Hacker News new | ask | show | jobs
by pudo 1310 days ago
After reading this I’m fully confused by how they define dark matter. Stuff that doesn’t come from the distro package manager? Everything installed via other mechanisms? Assets copied into the container as part of the build mechanism?

Wouldn’t it make more sense to define dark matter as all the stuff that is installed in a container but never activated (unless exploited?)

5 comments

That's their explicit definition: "Software dark matter refers to files that are not tracked by operating system (OS) package managers (like `apt` or `apk`), which renders these files and the packages they represent invisible—or at least complicated to find—to software composition analysis and security scanning tools."

That seems to specifically exclude software installed by, say, language-specific package managers (Cargo, Rubygems, npm and derivatives) -- which on the whole seems pretty perverse. Dealing with those does indeed complicate SBOM maintenance -- but people use them anyway for very good reasons (which sometimes include getting more secure versions of the packaged code!), and having tools that work in the real world requires dealing with that complexity, not wishing it away.

This is good to underline, but I found this confusing or contradicting as well.

Also because of as they write about containers. In a container all files are tracked. That's the container.

Different meaning of "tracked." This is about static-analysis systems that seek to understand the "provenance" of the files that go into the container-image, so that they can alert you to vulnerabilities in the container's dependencies.

"Dark matter" here is anything these tools can't see / notice vulnerabilities in.

So any DB container by definition would have massively high percentage just because DB app itself is few tens of MB but database data is in tens of gigabytes ?

Seems like really useless metric for containers.

I can get it for OSes (some packages there do manage DB data, and even have option to remove it when removing package) but for container it does seem a bit pointless

No...? Again, we're talking about container images, not containers. Specifically, public container images sitting in registries like Docker Hub. People aren't burning their Postgres data into a container image and then pushing it, public-readable, to an image registry.

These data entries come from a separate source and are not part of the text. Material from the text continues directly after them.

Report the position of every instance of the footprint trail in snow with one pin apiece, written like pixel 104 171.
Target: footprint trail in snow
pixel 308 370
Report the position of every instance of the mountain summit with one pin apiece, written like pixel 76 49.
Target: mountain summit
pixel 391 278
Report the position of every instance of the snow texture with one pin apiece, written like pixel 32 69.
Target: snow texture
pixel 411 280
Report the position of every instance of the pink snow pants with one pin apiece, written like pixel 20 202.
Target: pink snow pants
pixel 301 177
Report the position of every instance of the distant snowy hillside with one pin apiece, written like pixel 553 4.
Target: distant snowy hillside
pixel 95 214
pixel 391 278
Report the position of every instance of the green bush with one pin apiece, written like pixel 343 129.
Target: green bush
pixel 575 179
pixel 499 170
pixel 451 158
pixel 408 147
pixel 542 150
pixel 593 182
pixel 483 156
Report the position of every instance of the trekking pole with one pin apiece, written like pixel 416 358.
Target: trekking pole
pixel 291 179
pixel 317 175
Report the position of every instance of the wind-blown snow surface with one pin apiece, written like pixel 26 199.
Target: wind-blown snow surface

(But also, even ignoring that, I believe the metric used by the article is number-of-files, not byte-size. A DB might be large in byte-size, but is usually relatively negligible in number-of-files, usually holding individual table chunk files of 1GB or larger.)

As the container is the result of a build process, unless the tools aren't the build tools themselves, the whole container should be treated dark matter and just rebuild. It's process, not state.
It's the build process for the container-image (i.e. the Dockerfile or equivalent) that the tooling being discussed here is analyzing; not the resultant container image, nor containers spawned from said image.

The goal is, presumably, to figure out when a given docker image was created in such a way that it burns in a vulnerable version of some library; so that the author can be alerted that they need to (update their Dockerfile and) rebuild their image.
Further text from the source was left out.